Enhancement of Chemical Processes with AI
Predicting Molecular Properties
Predicting molecular properties is a significant challenge in computer-aided molecular design, and deep learning models are excellent for predicting molecular properties, which can greatly accelerate experimental studies. Two main types of models stand out in predicting molecular properties: graph neural networks and sequence-based neural networks, which differ in representing various molecules. The former requires graphical molecular information, while the latter requires a string representation of molecular structures.

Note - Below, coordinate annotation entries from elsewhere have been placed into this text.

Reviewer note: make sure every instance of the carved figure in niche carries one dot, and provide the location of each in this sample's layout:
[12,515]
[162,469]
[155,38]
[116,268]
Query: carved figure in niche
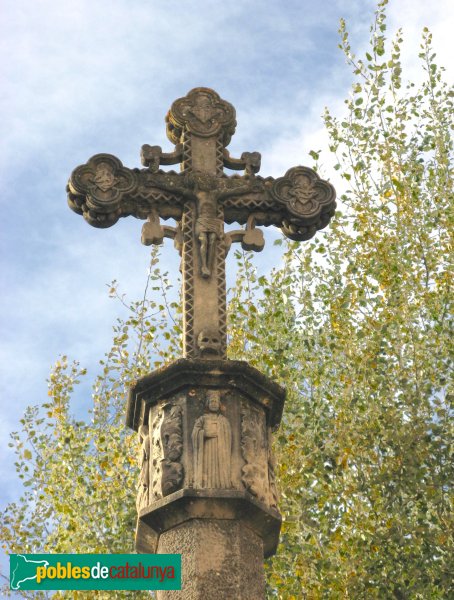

The direct use of matrices to capture molecular structure information is a common method for molecular representation known as molecular graphs, which can be trained using graph neural networks.
Molecular Design
Computer-aided molecular design is another important research direction in cheminformatics, and designing suitable molecules based on requirements has been a dream task for chemists. Similar to predicting molecular properties, both graph generation models and text generation models in deep learning can be utilized for molecular design.
Conclusion
The application of AI in the oil E&D sector is newly on the right track and has not yet produced disruptive achievements, but it has shown high potential. The results presented can be summarized in two aspects: first, the primary application of intelligent equipment. Drones and robots are used to replace humans for monitoring, covering pipelines, unattended platforms, and more. Second, the use of big data, machine learning, and other IT technologies in data processing and analysis for exploration and development.